When you do, we hope to work with you. We believe that this may be one 
of the most important tasks facing your committee.
    In the meantime, we confess to some confusion and dismay. Surely 
there can be no doubt about BEA extension. Simply to allow BEA to 
expire is a terrible idea. Of course you must extend the enforcement 
provisions in BEA. We cannot live without rules. How can this be an 
issue?

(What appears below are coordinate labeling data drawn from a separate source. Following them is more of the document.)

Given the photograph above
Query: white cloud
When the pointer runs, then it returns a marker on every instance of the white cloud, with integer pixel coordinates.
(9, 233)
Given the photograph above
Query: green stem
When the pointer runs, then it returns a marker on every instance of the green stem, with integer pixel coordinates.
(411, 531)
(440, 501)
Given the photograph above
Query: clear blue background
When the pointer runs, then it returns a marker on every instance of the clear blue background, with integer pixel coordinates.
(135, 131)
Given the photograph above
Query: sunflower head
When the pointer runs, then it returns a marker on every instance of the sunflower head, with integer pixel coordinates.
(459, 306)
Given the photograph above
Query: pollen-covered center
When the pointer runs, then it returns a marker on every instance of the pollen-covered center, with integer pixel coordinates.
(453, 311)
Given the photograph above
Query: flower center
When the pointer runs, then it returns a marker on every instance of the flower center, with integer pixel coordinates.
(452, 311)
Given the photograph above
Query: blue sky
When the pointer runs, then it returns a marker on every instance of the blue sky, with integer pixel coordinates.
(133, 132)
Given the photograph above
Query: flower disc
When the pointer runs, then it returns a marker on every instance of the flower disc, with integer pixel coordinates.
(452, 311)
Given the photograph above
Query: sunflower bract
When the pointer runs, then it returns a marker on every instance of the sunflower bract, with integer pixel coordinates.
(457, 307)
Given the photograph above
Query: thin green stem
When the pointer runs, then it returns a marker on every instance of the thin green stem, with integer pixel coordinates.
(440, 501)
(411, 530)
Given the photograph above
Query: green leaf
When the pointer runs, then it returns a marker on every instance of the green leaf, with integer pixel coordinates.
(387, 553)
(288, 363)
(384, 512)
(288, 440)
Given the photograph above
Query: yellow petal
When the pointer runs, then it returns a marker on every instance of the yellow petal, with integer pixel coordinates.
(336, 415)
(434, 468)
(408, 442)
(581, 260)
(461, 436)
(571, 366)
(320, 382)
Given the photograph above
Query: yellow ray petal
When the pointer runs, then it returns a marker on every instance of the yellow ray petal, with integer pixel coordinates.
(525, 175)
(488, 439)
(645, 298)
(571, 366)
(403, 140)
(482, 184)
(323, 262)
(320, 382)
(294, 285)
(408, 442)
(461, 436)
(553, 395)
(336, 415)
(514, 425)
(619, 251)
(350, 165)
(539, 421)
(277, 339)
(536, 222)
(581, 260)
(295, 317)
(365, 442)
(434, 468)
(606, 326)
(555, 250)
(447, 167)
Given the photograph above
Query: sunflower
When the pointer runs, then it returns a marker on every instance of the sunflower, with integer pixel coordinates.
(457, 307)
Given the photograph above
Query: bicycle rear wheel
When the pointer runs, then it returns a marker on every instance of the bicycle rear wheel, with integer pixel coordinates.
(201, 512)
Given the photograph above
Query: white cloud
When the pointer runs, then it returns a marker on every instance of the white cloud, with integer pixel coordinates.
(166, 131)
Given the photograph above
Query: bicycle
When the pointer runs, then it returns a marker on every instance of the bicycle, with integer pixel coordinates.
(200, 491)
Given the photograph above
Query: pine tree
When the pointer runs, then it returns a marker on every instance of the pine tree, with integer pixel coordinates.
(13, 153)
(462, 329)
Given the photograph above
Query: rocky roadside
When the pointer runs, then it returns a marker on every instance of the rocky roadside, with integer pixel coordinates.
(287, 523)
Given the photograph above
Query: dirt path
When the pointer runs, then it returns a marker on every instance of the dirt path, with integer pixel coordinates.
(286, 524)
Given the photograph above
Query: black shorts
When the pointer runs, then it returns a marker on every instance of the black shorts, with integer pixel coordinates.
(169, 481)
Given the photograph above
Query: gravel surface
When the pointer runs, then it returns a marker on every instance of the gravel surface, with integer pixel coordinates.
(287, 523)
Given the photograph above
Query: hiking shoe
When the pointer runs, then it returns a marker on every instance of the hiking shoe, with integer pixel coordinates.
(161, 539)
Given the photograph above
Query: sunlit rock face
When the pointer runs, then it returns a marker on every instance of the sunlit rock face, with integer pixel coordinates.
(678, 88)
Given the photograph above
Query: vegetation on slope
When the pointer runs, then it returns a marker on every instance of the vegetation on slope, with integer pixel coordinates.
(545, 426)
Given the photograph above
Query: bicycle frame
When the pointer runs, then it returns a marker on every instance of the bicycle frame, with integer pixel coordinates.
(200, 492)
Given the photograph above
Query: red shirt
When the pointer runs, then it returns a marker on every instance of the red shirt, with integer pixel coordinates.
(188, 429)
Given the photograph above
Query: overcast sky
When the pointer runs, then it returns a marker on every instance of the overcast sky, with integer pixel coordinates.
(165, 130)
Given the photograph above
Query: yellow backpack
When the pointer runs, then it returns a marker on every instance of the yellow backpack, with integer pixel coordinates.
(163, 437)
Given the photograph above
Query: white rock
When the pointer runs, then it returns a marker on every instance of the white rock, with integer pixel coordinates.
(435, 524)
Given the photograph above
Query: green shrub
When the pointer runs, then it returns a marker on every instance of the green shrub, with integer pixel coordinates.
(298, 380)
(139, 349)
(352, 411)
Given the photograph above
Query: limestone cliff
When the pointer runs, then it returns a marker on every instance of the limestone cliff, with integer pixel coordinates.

We urge you to act quickly and lay it to rest.

    Chairman Nussle. Next I'd like to call on a former chairman 
of the Budget Committee.
    As I said to Chairman Panetta, Mr. Sabo, I said that I 
always appreciated the job that the chairman of the Budget 
Committee did, but now I have a much deeper respect for that 
job, having had the chance to sit in your chair, as well, for 
the brief time that I have been here.
    We welcome you back, and we are very interested in what you 
would like to present to us as far as budget enforcement 
issues. We know you have been involved in this in the past, as 
well, and now that we are at this unique opportunity we wanted 
to get your advice, so please provide us with your ideas.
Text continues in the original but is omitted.